Quick Check of Your EHR System for Compliance
For your own protection from insurance audits review this carefully.
We are providing this information because more practices are being audited every day.
In the last year, all payers have increased the number of auditors and the penalties imposed.
This information has been compiled from discussions with insurance auditors and our wide experience with client audits.
Many EHR systems are not compliant!
Nteon Practice Consultants finds this in our audits.
In defending practices that have lost insurance audits, we were told by the auditors that they find more often EHR systems to be non-compliant!
Unfortunately, many EHR vendors ignore this.
Some of the most common reasons practices fail insurance audits are Insufficient History, Lack of Medications documentation, and proper Review Of Systems.
Doctors think their records are OK because their EHR system showed the exam was compliant. Most EHR "Documentation Verification" is inaccurate, showing compliance when key requirements are not documented. Auditors find these exams and deny those that had been marked by the system as compliant.
In addition to History, we have prepared two simple tests for you to verify if your system meets compliance.
It is important to clarify; there are many reasons for a failed insurance audit.
These are only a few of the more common examples.

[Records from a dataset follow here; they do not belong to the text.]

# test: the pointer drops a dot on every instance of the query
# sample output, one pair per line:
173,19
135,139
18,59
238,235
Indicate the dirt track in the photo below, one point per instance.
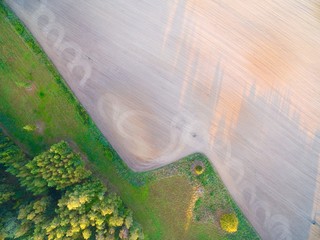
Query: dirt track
237,81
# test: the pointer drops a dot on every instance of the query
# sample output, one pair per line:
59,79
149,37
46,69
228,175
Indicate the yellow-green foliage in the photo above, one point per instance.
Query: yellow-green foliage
229,223
199,169
29,128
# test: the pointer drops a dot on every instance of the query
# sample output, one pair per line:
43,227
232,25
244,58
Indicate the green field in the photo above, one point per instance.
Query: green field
33,93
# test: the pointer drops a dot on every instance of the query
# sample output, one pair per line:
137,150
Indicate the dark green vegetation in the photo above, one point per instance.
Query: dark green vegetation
33,93
56,198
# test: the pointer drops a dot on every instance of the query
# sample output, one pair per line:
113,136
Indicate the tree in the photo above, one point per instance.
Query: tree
59,167
29,128
229,223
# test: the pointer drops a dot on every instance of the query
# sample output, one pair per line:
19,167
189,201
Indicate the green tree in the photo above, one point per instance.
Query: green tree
229,223
59,167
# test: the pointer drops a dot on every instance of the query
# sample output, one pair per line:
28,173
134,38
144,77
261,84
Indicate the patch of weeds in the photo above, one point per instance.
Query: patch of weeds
4,66
41,94
83,114
22,84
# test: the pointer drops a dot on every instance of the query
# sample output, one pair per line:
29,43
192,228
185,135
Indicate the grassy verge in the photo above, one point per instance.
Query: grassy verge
33,93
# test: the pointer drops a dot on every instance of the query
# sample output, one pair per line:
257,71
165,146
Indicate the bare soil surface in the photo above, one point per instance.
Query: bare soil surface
237,80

992xx E/M exams and Medical Decision Making (MDM)
(99201, 99202, 99203, 99204, 99205, 99211, 99212, 99213, 99214, 99215)
If you bill 992xx E/M exams, there must be a section in your EHR system titled “Medical Decision Making.”
There are three specific elements in this required category
· Amount or Complexity of Data Reviewed
· Diagnosis and Management
· Patient Risk
If these are not in your exam (most systems do not have MDM) you will fail an audit!
For compliant 992xx exams you must document at least two of the three items. These are specifically required!
Note: These are defined in detail in EyeCOR in the "Exam Advisor" section.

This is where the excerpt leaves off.